The existing discretization algorithms are mainly based on statistical independence, information entropy, class attribute interdependence, Bayesian classifier [3,9,10]. During using these methods in the process of each discretization, only one attribute is considered, and then iterate according to the set discretization criteria until each attribute is processed [1,7]. Although it has the characteristics of simple understanding and high efficiency, the relativity and complementarity among attributes are often ignored and separated. In most cases, class labels are influenced by several attributes. For example, when using tank driving simulator to train driving skills, the operation of accelerator, clutch and brake is not isolated, and they should cooperate with each other to better master the operation essentials and improve the training results. Therefore, when discretizing these operation data, we must consider the interaction between them for produce right rules in the subsequent data mining. In order to solve this problem, a discretization algorithm by hierarchical cluster and compatibility (DHCC) is proposed.

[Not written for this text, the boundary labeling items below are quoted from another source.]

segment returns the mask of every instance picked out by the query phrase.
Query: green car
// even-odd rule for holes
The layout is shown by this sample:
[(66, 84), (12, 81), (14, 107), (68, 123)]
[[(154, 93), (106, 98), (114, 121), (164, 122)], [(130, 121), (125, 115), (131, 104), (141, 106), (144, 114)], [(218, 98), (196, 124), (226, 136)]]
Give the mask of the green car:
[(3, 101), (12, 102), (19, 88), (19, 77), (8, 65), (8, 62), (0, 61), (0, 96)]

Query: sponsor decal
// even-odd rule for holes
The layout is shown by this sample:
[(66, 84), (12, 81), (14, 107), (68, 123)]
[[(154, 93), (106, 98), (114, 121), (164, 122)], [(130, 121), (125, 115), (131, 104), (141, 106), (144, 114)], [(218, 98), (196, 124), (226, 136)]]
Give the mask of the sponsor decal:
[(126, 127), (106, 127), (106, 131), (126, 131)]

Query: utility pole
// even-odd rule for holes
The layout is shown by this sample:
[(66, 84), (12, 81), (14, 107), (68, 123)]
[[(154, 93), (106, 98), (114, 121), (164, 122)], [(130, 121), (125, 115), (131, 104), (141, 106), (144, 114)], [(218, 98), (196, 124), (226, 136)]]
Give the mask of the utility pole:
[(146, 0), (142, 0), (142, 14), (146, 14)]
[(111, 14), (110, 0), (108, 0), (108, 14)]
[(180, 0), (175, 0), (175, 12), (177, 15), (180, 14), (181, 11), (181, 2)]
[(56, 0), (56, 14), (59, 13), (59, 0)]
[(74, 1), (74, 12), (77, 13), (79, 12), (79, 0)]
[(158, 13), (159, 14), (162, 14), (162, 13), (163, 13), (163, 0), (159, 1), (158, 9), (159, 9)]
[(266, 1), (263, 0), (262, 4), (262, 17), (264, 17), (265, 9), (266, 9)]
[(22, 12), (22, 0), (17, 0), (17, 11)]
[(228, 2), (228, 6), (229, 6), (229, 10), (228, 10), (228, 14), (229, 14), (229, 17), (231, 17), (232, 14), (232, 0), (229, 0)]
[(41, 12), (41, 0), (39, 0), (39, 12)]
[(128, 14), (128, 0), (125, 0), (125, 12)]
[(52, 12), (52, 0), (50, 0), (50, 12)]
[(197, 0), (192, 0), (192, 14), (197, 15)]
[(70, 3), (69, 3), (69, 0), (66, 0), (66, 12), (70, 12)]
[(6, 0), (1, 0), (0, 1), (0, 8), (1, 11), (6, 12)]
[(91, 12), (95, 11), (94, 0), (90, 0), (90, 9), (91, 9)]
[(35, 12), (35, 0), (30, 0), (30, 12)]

This paper is organized as follows. Section 2 reviews related work. In Section 3, a data discretization algorithm based on hierarchical clustering and consistency is proposed. Section 4 shows the comparison results with other discretization algorithms, Equal-W, Equal-F, Chimerge, MDLP, CAIM and some analysis. analyzes them. Section 5 concludes the paper.
Related Work
easy to realize. The Equal-W discretization algorithm generally sets the number of discretized intervals according to the data characteristics and empirical formula, and then divides the value range of continuous attributes with the same interval [2,4,5]. On the basis of setting the initial interval number, Equal-F discretization algorithm divides the value range of attributes into several intervals with the same frequency. In the unsupervised methods, continuous ranges are divided into subranges by the user specified width or frequency. This may not give good results in cases where the distribution of the continuous values is not uniform [1]. To overcome this shortcoming, supervised discretization methods are introduced and class information is used to find the proper intervals caused by cut-points.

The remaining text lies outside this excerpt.